Need to be aware of one or two snap rings (tappered or beveled) as they only go in one way and I think there may be something else that is critical for which way it's installed. Take your time and read each step and you'll be good.
The comment about the bearing pre-load in ATSG is in regards to the output gear. It's just a small blurb on page 75. I would be doing nothing with the diff. So I guess I just put a feeler gauge in between the gear and the case? Re: input clearance, it's done on the input drum, not the 2/4. I assume a cheapo hand-held dial indicator would do the job? Never done this stuff...yes, the UD and L/R pressure plates both have a beveled upper snap ring that must be oriented correctly. Hard for me to see the bevel but it's there. Yeah, on that core, I had installed that tranny in another van but used a different pump and converter, and it still made the whining sound. If I could be sure it was either the stripped front planet or something in the valve body, then I would build that tranny up and avoid all this stuff with the rear planet.

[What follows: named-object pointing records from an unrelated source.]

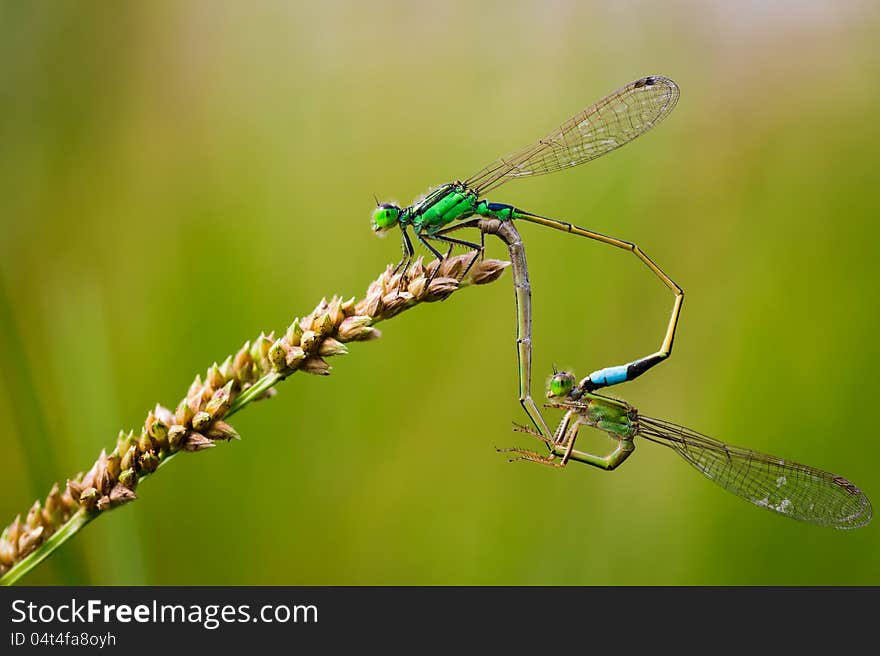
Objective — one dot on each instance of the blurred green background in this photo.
(178, 176)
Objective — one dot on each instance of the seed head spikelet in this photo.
(198, 421)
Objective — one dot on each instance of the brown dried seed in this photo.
(29, 541)
(487, 271)
(89, 498)
(220, 430)
(120, 495)
(315, 365)
(295, 355)
(197, 442)
(331, 346)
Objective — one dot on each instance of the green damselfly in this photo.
(603, 127)
(788, 488)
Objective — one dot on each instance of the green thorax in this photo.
(450, 202)
(617, 418)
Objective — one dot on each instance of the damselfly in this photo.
(603, 127)
(788, 488)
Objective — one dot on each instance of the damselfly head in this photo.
(560, 384)
(385, 217)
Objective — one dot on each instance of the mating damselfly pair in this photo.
(800, 492)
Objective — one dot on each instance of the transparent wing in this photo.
(612, 122)
(789, 488)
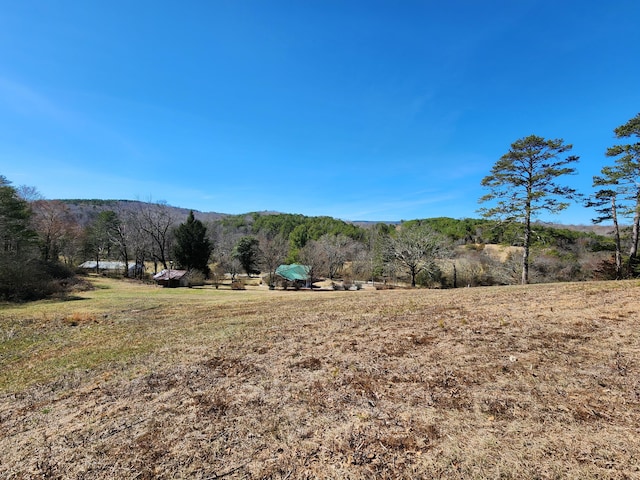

If you are not doing anything with the diff just pry and check for any excess play on the ring and side gears. If they are pretty tight I would not worry about shims. As for the output gear bearing if you can't tell there's movement you are probably good. I'm not sure I remember ever trying to use a feeler on one while assembled. If they had any movement we tore them down and used dial indicators to rebuild with new shims. Been several years since I've done any transmissions and my memory isn't the best.